The history of a Barbershop is an interesting one. It goes farther back than many people might imagine, and has had an interesting story to tell. One of the most unique stories of its history is the creation of the Barbershop Pole and what significance its shape, color, and movement means. Do you have any guesses?
We’ve talked about the history of being a Barber and Barbershops in small spurts in past blogs. With the resurgence of vintage things and longing to go back to a slower time where pride was taken in every trade or daily activity, the popularity in understanding the history of these periods has seen a significant rise. More and more TV shows, movies, books, the fashion industry, and trends are celebrating these periods, helping us to remember pieces of the past and pushing us to cherish these traditions and memories.
When you step into my shop, I know you’ll feel the world slow down. I take time with each of my customers to understand who they are, what they want, what their personal needs are, and the best way I can provide the best experience to them.  I use tools and techniques that take time to use properly, to get the results I pride myself on, and for safety’s sake. You can’t rush a straight razor shave, and you don’t want to. That would be one sure-fire way to startle your customers in more ways than one. This is why I pride myself in the experiences I give to my customers every day.
All barbershops are different. Sure, you’ll come out with a new haircut, a trim to your facial hair, or a different style no matter where you go. The experience from walking into the shop, leaving it, and everything in between will always be different depending on what barbershop you call home. The one thing that will always be the same is the red, white, and blue pole that appears somewhere in every shop in some shape or form. Some are large beautiful pieces made out of ceramic and encased in glass, while others are stationary pictures or paintings. Regardless of what barbershop you frequent, you’ll find one waiting for you. Do you know their history and why they’re there? A barbershop pole is one of the most recognized symbols across the board. But, it’s history and what it stands for doesn’t hold as much recognition.

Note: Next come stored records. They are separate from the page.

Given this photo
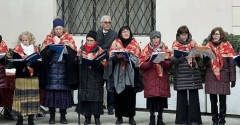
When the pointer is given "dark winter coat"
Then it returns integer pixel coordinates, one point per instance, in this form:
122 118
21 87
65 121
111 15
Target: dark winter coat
155 86
185 77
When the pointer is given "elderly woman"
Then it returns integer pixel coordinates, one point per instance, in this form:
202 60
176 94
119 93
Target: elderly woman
187 80
26 94
156 81
91 80
220 72
58 75
125 73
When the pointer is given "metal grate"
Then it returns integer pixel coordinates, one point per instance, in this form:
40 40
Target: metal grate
80 16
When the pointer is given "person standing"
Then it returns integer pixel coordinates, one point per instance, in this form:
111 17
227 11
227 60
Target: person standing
26 100
220 72
155 75
91 80
105 37
57 76
187 80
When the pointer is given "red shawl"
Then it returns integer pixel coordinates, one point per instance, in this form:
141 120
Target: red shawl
179 46
223 50
3 47
50 40
147 52
132 48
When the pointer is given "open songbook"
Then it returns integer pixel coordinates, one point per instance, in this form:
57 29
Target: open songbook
2 55
157 57
29 60
99 58
202 50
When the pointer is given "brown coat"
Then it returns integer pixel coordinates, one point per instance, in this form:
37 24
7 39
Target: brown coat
222 86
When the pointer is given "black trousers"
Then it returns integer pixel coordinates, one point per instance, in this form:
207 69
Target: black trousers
188 107
214 108
110 97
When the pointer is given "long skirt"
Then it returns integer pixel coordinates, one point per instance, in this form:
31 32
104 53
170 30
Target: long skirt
62 99
125 103
156 104
88 108
26 96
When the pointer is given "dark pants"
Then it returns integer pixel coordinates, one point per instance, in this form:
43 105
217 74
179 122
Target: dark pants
214 108
188 107
52 110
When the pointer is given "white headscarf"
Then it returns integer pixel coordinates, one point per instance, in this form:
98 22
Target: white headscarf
28 50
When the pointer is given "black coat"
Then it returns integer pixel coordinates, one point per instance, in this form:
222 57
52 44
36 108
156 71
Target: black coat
21 68
105 41
91 80
58 75
185 77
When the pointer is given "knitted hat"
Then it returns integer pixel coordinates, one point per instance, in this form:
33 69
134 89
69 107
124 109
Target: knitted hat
58 22
155 33
92 34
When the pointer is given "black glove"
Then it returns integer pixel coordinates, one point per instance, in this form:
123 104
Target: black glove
233 83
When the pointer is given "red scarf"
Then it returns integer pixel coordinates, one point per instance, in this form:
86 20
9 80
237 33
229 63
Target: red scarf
179 46
132 48
224 49
147 52
19 50
89 48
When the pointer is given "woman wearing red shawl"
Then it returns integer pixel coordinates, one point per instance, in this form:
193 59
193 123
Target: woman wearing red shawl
91 80
156 80
125 74
187 80
57 74
26 94
220 72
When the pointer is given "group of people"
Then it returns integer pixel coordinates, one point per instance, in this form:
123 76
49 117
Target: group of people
59 74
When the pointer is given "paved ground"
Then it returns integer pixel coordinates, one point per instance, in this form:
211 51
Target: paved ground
142 118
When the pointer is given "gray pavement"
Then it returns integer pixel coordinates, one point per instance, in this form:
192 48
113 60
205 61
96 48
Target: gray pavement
142 118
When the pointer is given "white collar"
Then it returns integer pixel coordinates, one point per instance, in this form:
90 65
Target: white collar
28 50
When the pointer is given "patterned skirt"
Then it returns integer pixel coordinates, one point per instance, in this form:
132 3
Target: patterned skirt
26 96
62 99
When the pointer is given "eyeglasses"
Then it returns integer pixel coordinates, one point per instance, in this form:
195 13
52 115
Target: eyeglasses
107 22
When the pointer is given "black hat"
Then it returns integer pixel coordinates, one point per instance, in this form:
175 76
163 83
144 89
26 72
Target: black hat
92 34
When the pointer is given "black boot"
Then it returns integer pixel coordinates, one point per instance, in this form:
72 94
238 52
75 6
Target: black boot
132 121
20 120
97 120
7 113
160 121
119 120
63 119
152 118
214 108
30 120
52 115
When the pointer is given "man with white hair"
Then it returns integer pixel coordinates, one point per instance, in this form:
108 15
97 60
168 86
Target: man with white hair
105 37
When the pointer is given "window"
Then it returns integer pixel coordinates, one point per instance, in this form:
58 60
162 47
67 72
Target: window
80 16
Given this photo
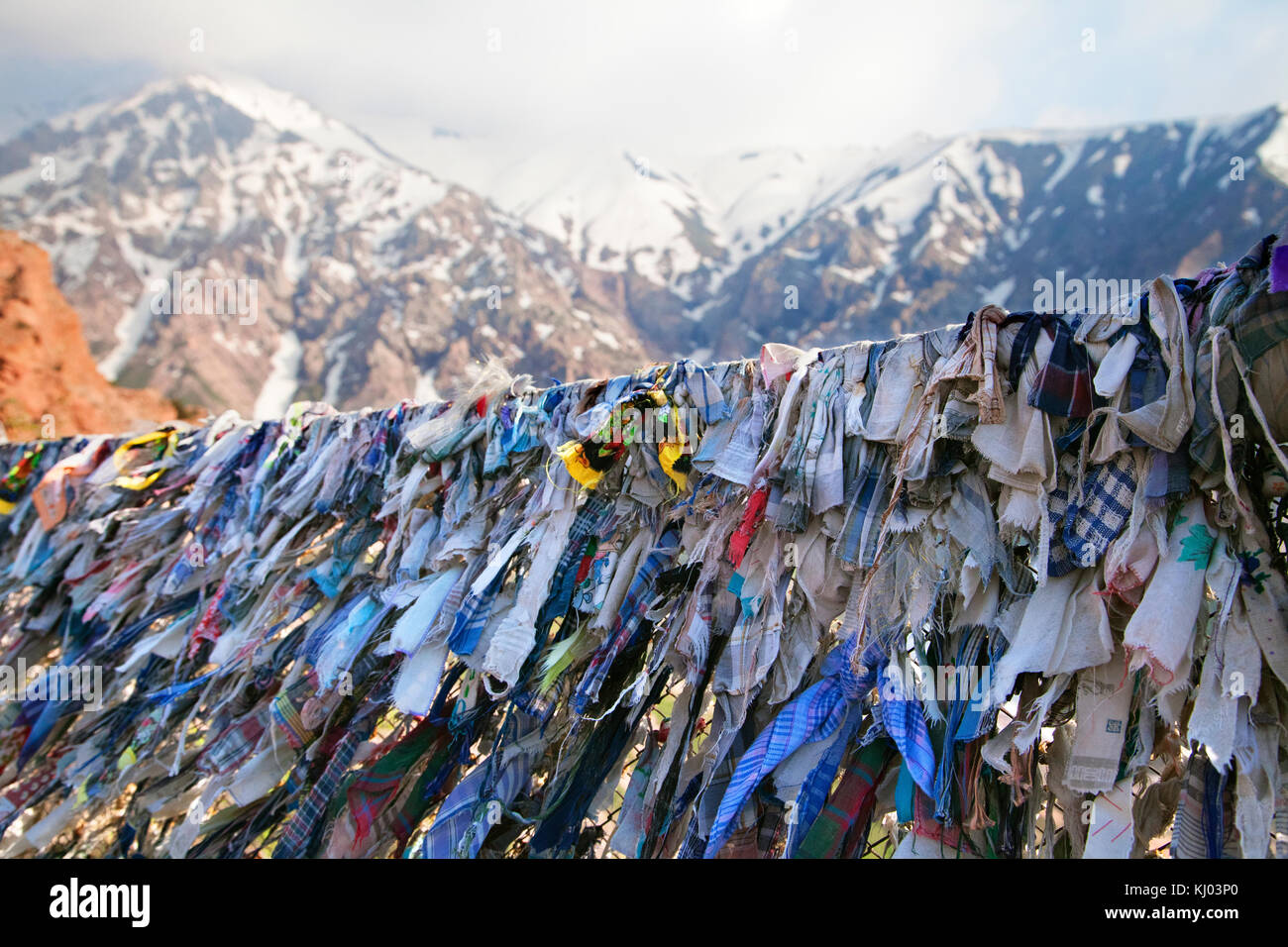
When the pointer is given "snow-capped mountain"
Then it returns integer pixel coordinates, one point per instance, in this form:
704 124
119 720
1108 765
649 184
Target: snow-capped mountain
377 278
372 277
868 243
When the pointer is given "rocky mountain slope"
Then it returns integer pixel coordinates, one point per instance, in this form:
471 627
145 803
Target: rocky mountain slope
376 279
50 385
372 279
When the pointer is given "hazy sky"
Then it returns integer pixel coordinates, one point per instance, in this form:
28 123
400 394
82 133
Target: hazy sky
670 73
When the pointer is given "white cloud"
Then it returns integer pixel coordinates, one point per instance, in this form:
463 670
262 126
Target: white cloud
688 73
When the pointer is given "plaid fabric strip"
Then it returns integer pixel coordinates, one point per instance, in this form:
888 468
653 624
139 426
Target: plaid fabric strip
1063 386
473 616
462 825
1081 532
235 744
857 543
812 792
840 828
703 393
814 715
629 618
1258 321
376 787
905 722
299 831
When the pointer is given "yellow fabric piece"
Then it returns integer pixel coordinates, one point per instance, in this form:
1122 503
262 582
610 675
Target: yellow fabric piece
121 459
670 453
574 457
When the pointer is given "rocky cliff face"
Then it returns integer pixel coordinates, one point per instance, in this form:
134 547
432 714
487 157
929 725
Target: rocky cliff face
50 385
352 275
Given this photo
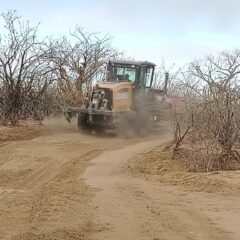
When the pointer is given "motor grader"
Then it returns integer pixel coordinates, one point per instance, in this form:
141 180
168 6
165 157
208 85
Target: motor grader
125 99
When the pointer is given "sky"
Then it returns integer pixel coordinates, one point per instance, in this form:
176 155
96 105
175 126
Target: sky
169 31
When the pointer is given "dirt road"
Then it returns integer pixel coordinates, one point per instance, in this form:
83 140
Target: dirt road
65 185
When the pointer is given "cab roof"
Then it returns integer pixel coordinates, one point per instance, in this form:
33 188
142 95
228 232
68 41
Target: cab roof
136 63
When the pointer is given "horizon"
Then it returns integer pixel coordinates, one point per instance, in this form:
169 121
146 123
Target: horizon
173 32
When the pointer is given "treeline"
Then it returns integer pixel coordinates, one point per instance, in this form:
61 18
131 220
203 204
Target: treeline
41 77
207 125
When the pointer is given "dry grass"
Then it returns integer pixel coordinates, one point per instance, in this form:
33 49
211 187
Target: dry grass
158 164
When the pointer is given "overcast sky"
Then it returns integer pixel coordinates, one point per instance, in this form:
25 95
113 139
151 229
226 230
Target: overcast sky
176 30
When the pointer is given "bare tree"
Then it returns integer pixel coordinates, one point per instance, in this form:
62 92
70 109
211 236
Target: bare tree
24 71
79 61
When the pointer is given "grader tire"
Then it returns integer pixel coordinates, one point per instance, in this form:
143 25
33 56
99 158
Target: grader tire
83 124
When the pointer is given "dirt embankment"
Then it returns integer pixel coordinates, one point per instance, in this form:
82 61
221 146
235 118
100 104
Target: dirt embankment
26 130
158 164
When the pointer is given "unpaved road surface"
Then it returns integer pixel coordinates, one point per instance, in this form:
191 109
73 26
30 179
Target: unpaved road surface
65 185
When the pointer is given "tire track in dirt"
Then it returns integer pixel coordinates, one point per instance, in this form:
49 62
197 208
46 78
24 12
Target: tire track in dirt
133 208
43 195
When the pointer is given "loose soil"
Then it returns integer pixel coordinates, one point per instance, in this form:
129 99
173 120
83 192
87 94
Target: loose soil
66 185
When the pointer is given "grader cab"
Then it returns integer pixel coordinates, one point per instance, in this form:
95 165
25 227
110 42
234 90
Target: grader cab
126 94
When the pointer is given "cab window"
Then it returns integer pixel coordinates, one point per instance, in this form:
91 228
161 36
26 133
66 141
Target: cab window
146 76
124 74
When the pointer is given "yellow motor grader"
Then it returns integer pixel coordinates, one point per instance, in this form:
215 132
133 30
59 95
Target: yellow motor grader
124 100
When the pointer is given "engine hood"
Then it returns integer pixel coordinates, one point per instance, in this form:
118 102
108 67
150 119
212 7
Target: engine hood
115 85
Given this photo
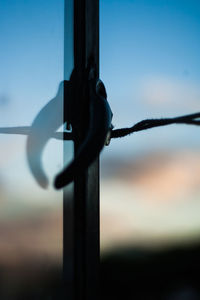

Everything about a barbershop pole has a meaning, purpose, and history. Barbers date back to the middle ages. They were not supervised by any higher power, medical board, or code at all. A barber was able to give you a hair cut, a trim to your beard, perform minor surgery, set broken bones, practice bloodletting, and pull teeth. It was a one-stop-shop to make you look and feel better. Many of these early barbers were men of the church, but in its earlier history the Catholic Church banned those of the cloth from practicing any type of medicine. At the same time, many doctors felt the practice of bloodletting (literally letting the blood drain from a human body) was beneath their talents. So who did these responsibilities fall too? Barbers! Barbers become responsible for some of the most gruesome and invasive surgeries almost overnight. They were not chosen because of their medical experience or training, but because they were skilled with sharp objects. At the time barbers were called barber-surgeons because of the different trades they offered.
During these early days of being a Barber, it was very common that the majority of the population, the barber included, were unable to read. So, to distinguish their business and communicate what services were being offered, the universal Barbershop pole was created. The red stripe on the pole stands for the blood that comes from surgery or during bloodlettings. The white stands for the color of the bandages that wrapped around any wound. The blue stripe has two different rumored possibilities for what it stands for. The first being that it was added to represent the color of blood running inside the veins. The second possibility is that the color was inspired by patriotism in the United States. People wanted red, white, and blue to match the pride of the nation. The shape of the pole was shaped after the stick that was held by patients while surgery was being performed. These surgeries were almost always done without any pain medication, without putting the patient to sleep, or without any anesthesia. Patients would squeeze the stick to help alleviate some of their pain. Have you noticed the way a moving barbershop pole spins? It spins this way to represent the flow of blood throughout the human body.
Around the 1500’s, most medical practices and procedures started to return to the medical world. By the 1700’s, bloodletting and other uncomfortable medical practices had become very unpopular and finally came to a stop. Doctors took back the medical world completely and left barbers to their trade of grooming. The barbershop pole was left behind and has stayed as the official sign and mascot for barbershops ever since the 1700’s.
Thankfully today no medieval surgery is performed, no teeth will be pulled, and barbers just focusing on your hair cut, style and grooming care. The barbershop pole to this day, after more than 300 years of being used to mark a good place for a haircut, has the power to tell anyone walking by exactly what can be found inside the building it’s attached to. But that 300-year difference also explains why the majority of people have forgotten its history. After the 1700’s, it continued to take quite an interesting journey. Today, the barbershop pole holds a sense of pride where ever it hangs. It represents the creativity of the barber behind the chair, the skills we wield, and our artistry that we bring to each haircut. I am so proud to represent the history of a Barbershop Pole and to give these qualities to every customer who sits in my chair every day.